The United States Supreme Court has now held that the federal Medicaid statute’s anti-lien provision precludes a state from taking any portion of a Medicaid beneficiary’s tort judgment or settlement that is not designated as payment for medical care. The Federal Medicaid statute, 42 U.S.C. § 1396a(a)(25)(H), provides that States receiving Medicaid funds must require beneficiaries to assign to the state a right of recovery for medical expenses paid by the state. However, the federal statute precludes a state from placing any encumbrance on the remainder of the tort settlement. 42 U.S.C. § 1396p(a)(1). The North Carolina statute in question created an irrebutable presumption that one-third of any damages recovered for a tortious injury would be paid to the state to reimburse it for payments it made for the beneficiary’s medical treatment.
E.M.A., a minor, was born with multiple birth injuries as a result of alleged malpractice. Due to her injuries, E.M.A. cannot ever live independently, and will require nursing care for the rest of her life. The plaintiffs presented expert testimony at trial that estimated her damages to be $42 million dollars. E.M.A.’s parents also sued for emotional distress. Ultimately, due to the malpractice insurance policy limit, the plaintiffs settled for $2.8 million, which was not allocated among medical and non-medical claims. When the trial court approved the settlement, it also placed one-third of the recovery into escrow to satisfy the state’s statute for reimbursement for medical payments. E.M.A.’s parents sought declaratory and injunctive relief in the Federal District Court, arguing that the North Carolina reimbursement statute violated the Medicaid anti-lien provision.

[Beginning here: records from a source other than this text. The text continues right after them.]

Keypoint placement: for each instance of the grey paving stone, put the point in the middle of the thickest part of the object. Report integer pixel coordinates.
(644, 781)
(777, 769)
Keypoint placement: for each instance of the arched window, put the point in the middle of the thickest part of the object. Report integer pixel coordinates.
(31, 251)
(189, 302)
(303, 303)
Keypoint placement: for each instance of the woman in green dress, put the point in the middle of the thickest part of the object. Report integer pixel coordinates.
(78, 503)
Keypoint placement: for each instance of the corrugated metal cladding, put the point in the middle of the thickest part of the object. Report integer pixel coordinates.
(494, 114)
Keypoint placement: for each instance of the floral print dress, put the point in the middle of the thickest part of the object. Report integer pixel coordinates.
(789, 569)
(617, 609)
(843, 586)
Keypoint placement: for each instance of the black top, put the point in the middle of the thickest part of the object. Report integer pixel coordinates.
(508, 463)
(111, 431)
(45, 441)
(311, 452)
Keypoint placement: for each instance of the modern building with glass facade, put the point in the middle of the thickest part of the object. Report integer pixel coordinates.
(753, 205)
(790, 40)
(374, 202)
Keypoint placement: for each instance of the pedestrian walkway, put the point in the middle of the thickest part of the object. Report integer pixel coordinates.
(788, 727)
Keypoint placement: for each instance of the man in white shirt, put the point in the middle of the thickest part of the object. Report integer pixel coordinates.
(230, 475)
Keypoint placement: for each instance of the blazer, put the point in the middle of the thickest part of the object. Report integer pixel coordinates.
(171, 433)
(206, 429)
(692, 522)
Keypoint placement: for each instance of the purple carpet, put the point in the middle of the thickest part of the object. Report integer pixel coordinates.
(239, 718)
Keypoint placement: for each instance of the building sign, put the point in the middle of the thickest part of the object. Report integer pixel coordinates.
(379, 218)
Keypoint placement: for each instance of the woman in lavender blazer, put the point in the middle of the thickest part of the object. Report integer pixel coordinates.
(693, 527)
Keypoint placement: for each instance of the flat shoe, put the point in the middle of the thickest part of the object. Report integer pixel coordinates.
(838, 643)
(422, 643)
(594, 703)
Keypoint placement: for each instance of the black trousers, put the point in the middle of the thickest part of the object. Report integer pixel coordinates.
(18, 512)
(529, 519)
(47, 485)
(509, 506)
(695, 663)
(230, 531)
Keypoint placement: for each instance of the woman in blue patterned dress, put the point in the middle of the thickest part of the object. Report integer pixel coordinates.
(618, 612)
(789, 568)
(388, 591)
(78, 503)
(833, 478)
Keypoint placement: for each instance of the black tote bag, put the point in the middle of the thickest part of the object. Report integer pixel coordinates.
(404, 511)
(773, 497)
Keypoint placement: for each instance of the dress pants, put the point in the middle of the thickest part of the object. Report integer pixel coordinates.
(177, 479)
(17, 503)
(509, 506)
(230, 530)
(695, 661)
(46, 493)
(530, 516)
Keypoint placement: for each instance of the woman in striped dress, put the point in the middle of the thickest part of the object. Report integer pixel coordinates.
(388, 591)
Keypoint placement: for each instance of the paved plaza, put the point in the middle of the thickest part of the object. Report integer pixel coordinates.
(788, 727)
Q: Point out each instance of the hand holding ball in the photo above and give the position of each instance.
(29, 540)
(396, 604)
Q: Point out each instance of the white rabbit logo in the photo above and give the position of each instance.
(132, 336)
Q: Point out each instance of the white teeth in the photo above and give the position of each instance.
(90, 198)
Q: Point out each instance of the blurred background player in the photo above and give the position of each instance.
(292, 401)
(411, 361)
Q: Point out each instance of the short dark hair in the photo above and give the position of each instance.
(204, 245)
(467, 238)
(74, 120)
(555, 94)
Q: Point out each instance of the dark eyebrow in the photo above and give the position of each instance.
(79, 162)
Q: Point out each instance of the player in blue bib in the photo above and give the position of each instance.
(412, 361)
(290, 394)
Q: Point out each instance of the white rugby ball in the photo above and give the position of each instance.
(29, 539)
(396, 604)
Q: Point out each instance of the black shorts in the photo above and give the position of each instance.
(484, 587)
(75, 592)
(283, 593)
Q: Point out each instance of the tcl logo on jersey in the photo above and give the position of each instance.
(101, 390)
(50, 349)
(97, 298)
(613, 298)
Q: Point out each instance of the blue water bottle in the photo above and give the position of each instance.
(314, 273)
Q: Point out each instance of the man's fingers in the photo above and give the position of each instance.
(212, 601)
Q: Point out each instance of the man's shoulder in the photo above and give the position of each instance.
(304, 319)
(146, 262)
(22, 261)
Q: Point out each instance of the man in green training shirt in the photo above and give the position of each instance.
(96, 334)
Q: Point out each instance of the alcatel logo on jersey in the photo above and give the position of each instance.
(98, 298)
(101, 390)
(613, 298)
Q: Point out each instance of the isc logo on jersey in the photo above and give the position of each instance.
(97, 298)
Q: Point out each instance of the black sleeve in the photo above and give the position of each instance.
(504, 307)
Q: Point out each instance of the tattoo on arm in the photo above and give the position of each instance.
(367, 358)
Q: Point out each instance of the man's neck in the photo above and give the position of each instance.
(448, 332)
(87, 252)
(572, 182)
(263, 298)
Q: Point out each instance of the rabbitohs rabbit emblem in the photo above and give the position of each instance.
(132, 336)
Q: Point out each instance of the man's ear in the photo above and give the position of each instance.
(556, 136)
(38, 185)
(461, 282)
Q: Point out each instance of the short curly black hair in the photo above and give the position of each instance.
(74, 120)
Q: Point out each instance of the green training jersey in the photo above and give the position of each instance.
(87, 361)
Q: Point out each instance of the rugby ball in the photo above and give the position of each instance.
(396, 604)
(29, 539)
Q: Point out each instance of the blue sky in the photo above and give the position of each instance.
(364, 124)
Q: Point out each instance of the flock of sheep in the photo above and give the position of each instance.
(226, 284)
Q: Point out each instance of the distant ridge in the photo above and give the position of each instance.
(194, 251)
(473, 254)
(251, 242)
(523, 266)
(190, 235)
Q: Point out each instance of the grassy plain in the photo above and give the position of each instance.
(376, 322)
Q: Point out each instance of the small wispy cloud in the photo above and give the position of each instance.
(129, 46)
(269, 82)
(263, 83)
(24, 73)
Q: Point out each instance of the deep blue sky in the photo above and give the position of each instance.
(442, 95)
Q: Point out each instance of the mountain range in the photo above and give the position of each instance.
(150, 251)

The Court held that North Carolina’s irrebutable presumption that one-third of plaintiff’s recovery would go to reimburse the state for medical expenses was in conflict with the Federal Medicaid statute insofar as it permitted the state to recover any portion of a plaintiff’s recovery not designated for medical care. The Court emphasized that, absent any mechanism or procedure for determining whether the state’s assignment is reasonable in any particular case, the North Carolina statute was necessarily in conflict with the federal statute. As such, the Court held that the Federal Medicaid statute pre-empted the North Carolina statute.